Description foufou33 2022-10-28 22:44:22 MDT
Created attachment 27517 [details]
patch to add debug output

I was playing around with slurm 22.05.5.1 and cgroupv2 when I noticed that slurmd complained about the memory cgroup not being enabled:

as shown here:

[2022-10-28T23:22:09.434] error: Controller memory is not enabled!
[2022-10-28T23:22:09.434] Resource spec: Reserved abstract CPU IDs: 60-63
[2022-10-28T23:22:09.434] Resource spec: Reserved machine CPU IDs: 30-31,62-63
[2022-10-28T23:22:09.434] error: memory cgroup controller is not available.
[2022-10-28T23:22:09.434] error: Resource spec: unable to initialize system memory cgroup
[2022-10-28T23:22:09.434] error: Resource spec: system cgroup memory limit disabled
[2022-10-28T23:22:09.442] cred/munge: init: Munge credential signature plugin loaded
 

# cat /sys/fs/cgroup/cgroup.controllers 
cpuset cpu io memory
#

I added few debug statements in  _get_controllers (src/plugins/cgroup/v2/cgroup_v2.c, attached patch) 


the --partial-- result:

[2022-10-29T00:14:37.275] debug2: cgroup/v2: _get_controllers: _get_controllers: controller: (cpu) not found
[2022-10-29T00:14:37.275] debug2: cgroup/v2: _get_controllers: _get_controllers: trying controller: (memory
)
[2022-10-29T00:14:37.275] debug2: cgroup/v2: _get_controllers: _get_controllers: comparing with: (freezer)
[2022-10-29T00:14:37.275] debug2: cgroup/v2: _get_controllers: _get_controllers: controller: (freezer) not found
[2022-10-29T00:14:37.275] debug2: cgroup/v2: _get_controllers: _get_controllers: comparing with: (cpuset)

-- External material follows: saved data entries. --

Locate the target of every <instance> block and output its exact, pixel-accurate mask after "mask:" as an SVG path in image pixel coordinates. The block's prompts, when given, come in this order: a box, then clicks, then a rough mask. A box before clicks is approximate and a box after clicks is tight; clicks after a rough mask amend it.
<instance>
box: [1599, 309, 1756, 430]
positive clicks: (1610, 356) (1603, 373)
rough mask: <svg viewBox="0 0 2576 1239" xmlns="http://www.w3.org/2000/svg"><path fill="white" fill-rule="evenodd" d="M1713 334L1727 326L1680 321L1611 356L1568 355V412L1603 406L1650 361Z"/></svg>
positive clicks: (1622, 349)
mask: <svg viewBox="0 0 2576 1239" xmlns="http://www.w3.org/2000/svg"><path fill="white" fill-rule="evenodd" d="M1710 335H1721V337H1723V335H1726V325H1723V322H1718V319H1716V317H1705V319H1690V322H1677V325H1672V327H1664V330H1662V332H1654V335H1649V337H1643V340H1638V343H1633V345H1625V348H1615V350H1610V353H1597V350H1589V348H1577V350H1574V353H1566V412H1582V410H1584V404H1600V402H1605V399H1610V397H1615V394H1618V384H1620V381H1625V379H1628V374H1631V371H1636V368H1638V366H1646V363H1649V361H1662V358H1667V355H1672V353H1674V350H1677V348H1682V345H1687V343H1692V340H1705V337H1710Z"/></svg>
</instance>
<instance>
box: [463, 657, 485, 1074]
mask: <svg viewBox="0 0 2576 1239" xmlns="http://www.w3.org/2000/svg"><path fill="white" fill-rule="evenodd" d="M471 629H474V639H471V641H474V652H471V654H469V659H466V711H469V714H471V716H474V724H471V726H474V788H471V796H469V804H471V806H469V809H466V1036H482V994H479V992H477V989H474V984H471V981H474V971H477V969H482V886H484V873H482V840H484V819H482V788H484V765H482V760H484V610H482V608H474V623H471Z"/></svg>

it was trying to compare 'memory\n' (as read from /sys/fs/cgroup/cgroup.controllers)  with 'memory' (as stored in ctl_names)

the \n at the end  of the content of /sys/fs/cgroup/cgroup.controllers  should be removed/ignored
Comment 1 foufou33 2022-10-28 22:45:09 MDT
Created attachment 27518 [details]
more log

the rest of the log generated by my patch
Comment 2 foufou33 2022-11-03 00:45:18 MDT
Created attachment 27566 [details]
patch

adding '\n' to strtock delimiters seems to fix the problem.